Why it is important to do this review

This review intends to summarise the available information. For primary prevention, we aim to review whether the prophylactic administration of antiepileptic drugs in all patients with proven or suspected viral encephalitis is effective in preventing seizures, improving outcome, and reducing the risk of subsequent symptomatic epilepsy. For secondary prevention, we aim to review whether the use of antiepileptic drugs after a seizure in patients with proven or suspected viral encephalitis is effective in preventing further seizures, improving outcome and reducing the risk of subsequent symptomatic epilepsy.
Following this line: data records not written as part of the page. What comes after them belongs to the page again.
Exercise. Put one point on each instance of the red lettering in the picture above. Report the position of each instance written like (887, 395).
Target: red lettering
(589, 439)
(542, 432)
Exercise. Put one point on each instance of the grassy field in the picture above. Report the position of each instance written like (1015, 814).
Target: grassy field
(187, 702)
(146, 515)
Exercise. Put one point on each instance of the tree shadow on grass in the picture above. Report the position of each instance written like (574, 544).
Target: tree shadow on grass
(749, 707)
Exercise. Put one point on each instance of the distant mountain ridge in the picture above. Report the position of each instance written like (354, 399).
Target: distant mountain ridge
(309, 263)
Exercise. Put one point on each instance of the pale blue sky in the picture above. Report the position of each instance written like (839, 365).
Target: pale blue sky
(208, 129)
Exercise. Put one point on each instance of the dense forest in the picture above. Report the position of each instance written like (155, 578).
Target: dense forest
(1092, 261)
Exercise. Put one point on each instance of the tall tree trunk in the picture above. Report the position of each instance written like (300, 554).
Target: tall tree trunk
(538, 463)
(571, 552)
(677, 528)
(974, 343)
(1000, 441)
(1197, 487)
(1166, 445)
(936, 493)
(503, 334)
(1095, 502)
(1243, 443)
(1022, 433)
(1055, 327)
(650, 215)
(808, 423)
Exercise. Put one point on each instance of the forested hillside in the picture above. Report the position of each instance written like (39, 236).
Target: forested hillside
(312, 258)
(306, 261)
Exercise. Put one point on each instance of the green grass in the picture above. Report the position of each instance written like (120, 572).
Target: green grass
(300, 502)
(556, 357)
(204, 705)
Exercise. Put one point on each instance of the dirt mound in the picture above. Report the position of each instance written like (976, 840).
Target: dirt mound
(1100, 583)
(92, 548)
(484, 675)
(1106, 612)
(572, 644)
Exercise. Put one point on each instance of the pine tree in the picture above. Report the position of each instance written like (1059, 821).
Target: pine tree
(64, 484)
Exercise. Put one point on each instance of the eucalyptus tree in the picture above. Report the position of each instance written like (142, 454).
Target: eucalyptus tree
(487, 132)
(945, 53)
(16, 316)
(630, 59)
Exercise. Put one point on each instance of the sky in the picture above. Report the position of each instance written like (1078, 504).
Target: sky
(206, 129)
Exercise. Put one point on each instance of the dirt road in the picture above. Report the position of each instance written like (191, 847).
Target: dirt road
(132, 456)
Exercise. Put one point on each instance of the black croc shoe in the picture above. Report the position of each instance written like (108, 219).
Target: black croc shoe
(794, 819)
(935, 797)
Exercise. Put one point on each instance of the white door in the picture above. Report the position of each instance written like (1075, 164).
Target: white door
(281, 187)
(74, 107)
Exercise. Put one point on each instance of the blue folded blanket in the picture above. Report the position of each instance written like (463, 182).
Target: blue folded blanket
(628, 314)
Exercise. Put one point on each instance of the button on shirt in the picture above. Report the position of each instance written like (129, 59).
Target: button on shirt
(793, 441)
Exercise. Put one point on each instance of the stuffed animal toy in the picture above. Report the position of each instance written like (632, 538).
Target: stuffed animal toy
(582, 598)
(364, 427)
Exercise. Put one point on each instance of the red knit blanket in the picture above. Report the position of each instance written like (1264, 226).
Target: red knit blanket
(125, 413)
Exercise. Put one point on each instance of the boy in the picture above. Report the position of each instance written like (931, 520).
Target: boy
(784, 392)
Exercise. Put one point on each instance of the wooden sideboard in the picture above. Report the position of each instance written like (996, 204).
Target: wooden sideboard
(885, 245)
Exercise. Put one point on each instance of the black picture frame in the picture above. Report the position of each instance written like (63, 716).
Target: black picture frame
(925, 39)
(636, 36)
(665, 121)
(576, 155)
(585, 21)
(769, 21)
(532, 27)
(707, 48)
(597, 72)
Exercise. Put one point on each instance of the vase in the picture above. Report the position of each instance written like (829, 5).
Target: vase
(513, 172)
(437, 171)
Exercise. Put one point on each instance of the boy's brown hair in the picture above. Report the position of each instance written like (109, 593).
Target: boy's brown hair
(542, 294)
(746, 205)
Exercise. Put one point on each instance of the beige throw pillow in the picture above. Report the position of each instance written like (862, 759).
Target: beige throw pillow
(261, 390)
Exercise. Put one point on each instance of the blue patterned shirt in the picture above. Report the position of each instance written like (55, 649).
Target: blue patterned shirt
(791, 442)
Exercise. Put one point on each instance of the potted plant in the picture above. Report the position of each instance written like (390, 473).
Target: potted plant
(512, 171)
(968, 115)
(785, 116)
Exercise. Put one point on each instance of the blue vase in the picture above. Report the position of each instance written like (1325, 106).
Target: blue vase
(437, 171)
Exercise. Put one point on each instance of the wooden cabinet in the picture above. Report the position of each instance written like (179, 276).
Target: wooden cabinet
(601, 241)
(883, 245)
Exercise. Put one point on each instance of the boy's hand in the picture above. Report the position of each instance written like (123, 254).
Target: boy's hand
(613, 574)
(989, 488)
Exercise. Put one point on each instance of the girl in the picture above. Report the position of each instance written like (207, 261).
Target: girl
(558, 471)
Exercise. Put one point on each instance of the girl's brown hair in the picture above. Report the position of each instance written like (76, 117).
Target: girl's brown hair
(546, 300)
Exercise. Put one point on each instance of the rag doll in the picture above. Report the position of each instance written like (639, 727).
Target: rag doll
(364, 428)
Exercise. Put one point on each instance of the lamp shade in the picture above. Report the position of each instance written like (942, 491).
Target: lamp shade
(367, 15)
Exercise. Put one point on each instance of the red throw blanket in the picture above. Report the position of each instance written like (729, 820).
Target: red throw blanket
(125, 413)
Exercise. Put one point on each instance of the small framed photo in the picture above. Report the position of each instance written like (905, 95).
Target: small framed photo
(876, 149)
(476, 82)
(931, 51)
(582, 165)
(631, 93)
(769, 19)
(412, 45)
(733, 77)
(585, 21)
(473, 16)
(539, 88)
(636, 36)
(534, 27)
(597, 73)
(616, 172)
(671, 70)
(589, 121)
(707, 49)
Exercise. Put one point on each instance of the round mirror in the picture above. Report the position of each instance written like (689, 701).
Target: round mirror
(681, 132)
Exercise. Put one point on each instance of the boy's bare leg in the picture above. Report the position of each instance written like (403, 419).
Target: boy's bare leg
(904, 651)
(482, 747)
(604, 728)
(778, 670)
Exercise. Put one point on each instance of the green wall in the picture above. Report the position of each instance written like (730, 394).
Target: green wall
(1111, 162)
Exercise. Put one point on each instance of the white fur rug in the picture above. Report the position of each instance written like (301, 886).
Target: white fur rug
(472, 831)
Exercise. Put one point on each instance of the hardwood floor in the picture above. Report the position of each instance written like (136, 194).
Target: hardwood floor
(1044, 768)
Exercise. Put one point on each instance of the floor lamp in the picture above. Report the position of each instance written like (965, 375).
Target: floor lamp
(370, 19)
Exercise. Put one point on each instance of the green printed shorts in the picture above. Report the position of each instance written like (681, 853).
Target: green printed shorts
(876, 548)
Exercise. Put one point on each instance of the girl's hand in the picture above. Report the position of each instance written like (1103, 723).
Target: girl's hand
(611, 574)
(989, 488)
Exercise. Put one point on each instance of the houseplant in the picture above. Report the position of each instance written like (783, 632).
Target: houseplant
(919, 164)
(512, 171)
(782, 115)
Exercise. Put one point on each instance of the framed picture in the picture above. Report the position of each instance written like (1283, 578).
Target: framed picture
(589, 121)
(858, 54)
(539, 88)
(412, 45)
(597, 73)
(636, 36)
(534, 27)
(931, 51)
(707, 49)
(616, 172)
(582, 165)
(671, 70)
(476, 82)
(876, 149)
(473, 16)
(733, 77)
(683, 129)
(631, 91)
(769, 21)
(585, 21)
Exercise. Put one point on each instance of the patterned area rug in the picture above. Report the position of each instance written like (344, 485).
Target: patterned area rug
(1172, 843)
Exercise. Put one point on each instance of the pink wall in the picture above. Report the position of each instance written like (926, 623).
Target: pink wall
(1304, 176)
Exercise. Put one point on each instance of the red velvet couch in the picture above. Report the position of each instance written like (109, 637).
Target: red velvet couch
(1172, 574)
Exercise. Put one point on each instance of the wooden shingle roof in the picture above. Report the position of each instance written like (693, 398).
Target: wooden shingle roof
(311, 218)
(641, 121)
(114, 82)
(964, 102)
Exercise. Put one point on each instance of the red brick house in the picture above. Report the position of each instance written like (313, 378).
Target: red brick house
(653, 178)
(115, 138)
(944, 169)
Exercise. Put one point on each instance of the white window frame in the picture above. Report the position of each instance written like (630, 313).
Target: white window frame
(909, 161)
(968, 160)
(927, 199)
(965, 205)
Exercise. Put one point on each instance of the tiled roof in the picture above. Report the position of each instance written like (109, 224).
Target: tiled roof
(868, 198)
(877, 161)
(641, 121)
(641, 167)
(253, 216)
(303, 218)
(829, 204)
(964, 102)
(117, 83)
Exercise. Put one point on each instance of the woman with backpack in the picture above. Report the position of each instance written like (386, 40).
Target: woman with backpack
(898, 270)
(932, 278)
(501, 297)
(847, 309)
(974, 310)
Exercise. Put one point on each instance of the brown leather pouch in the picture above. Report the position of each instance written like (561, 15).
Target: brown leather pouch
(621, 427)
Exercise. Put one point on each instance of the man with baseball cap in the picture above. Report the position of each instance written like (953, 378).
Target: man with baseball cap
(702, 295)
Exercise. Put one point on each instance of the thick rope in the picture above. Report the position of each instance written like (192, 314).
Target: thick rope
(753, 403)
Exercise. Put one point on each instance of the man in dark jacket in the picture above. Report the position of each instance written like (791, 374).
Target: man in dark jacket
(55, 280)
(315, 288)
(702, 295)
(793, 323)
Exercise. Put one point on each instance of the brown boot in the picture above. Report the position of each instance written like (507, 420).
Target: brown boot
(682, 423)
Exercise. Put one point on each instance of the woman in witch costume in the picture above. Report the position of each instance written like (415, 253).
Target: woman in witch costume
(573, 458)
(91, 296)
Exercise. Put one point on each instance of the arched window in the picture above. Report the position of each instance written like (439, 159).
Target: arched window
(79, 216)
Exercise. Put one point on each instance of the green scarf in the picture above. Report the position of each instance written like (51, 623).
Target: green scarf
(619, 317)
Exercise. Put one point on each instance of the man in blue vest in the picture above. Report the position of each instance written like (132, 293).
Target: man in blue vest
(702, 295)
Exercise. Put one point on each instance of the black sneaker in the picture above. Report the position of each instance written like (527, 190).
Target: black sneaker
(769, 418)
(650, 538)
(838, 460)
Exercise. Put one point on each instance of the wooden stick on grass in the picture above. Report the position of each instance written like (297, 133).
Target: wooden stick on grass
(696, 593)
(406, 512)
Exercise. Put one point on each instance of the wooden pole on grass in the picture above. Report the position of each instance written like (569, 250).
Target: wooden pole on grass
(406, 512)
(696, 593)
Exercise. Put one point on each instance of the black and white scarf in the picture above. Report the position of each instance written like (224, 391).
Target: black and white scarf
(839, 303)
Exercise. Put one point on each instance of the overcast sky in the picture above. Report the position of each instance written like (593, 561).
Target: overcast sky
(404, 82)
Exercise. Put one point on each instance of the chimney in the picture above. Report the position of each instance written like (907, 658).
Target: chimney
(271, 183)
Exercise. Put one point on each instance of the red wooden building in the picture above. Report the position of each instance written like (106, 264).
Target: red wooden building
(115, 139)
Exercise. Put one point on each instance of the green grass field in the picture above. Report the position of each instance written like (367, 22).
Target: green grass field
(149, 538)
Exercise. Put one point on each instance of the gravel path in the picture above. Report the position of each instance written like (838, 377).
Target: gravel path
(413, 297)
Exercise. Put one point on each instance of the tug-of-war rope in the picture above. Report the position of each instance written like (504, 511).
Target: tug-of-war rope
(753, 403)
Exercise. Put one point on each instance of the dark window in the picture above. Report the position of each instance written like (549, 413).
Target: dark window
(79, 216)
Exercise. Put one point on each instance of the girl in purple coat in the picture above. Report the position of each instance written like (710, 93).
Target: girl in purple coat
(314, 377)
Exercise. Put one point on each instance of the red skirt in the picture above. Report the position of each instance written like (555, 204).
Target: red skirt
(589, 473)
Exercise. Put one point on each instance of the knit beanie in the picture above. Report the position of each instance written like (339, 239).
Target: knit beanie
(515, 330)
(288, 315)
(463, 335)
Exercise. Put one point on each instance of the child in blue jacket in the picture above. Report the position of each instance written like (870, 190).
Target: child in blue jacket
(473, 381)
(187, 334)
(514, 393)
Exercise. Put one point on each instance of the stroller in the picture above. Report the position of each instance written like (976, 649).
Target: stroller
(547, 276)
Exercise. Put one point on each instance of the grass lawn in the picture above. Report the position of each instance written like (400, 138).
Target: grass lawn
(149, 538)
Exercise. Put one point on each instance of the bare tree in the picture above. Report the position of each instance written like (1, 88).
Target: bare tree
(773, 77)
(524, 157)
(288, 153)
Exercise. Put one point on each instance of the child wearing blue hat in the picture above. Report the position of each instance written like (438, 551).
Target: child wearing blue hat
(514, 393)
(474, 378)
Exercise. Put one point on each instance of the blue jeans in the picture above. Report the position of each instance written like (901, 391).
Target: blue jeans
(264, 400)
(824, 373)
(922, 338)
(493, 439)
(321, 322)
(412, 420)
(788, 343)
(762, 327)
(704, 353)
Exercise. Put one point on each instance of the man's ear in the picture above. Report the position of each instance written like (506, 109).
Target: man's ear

Using antiepileptic drugs for any indication carries a significant risk of side effects. Therefore, in order to inform treatment policy, we also need to know whether antiepileptic drugs do more harm than good. Moreover, blanket use of antiepileptic drugs may result in a worse overall outcome, as was identified when phenobarbital was used in children with cerebral malaria (Crawley 2000). Physicians are therefore not clear whether or not to treat a single seizure following viral encephalitis. Furthermore, intractable epilepsy following viral encephalitis often requires more than one antiepileptic drug. A favourable risk‐benefit ratio needs to be established before recommending the use of antiepileptic drugs for the primary prophylaxis of seizures in viral encephalitis. In addition, even if antiepileptic drug prophylaxis can improve outcomes, the best regimen and how long the antiepileptic drugs should be continued after the acute stage is unknown.